O mais recente americano proposta para desbloquear o Corredor de Lachin planeia abrir simultaneamente uma rota alternativa para Nagorno-Karabakh através da cidade azerbaijana de Aghdam. No entanto, os arménios consideraram esta proposta como uma ameaça clara. Tigran Grigoryan, analista nascido em Karabakh e chefe do Centro Regional para a Democracia e Segurança, um grupo de reflexão com sede em Yerevan, avaliou que, mesmo que tanto o Corredor de Lachin como a rota de Aghdam fossem abertos, continuava a haver potencial para Baku fechar novamente o corredor e criar um “novo status quo no terreno”.
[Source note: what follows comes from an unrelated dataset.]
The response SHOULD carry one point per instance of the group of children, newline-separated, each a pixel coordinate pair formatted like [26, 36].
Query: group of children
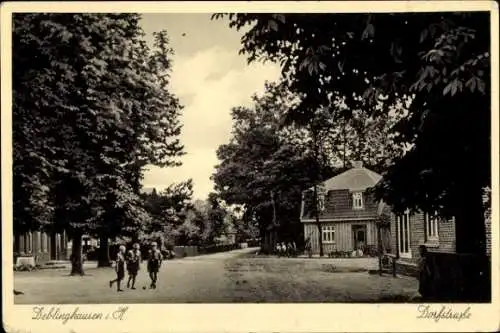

Recente relatórios mostram que a primeira entrega de ajuda por parte do Cruz Vermelha Russa entrou em Nagorno-Karabakh vindo do Azerbaijão. No entanto, a crise aguda nos fornecimentos alimentares, energéticos e humanitários continua enquanto o Corredor de Lachin permanece fechado e o Azerbaijão continua a sua expansão ao longo das regiões fronteiriças.
A administração Biden faria melhor se utilizasse a sua aproveitar sobre o Azerbaijão para garantir o fim do bloqueio do Corredor de Lachin, trabalhando simultaneamente para alcançar uma solução para o conflito de Nagorno-Karabakh que reconheça a soberania do Azerbaijão e forneça garantias aplicáveis para os futuros direitos e segurança da população arménia naquele país. Para que tal abordagem funcione provavelmente exigiria coordenação com a Rússia.
Embora tal cenário possa ser difícil de imaginar, Washington e Moscovo trabalharam juntos no passado em Nagorno-Karabakh, mesmo quando as relações eram gravemente tensas noutros locais. Essa coordenação é particularmente convincente tendo em conta as dezenas de milhares de pessoas no enclave que actualmente enfrentam a fome. Em vez de tomar medidas que Moscovo considera ameaçadoras para a sua presença militar no Sul do Cáucaso (um processo que levou à consequências desastrosas para a vizinha Geórgia há 15 anos), Washington e a própria região estariam em melhor situação se o envolvimento americano demonstrasse o seu compromisso em garantir direitos humanos.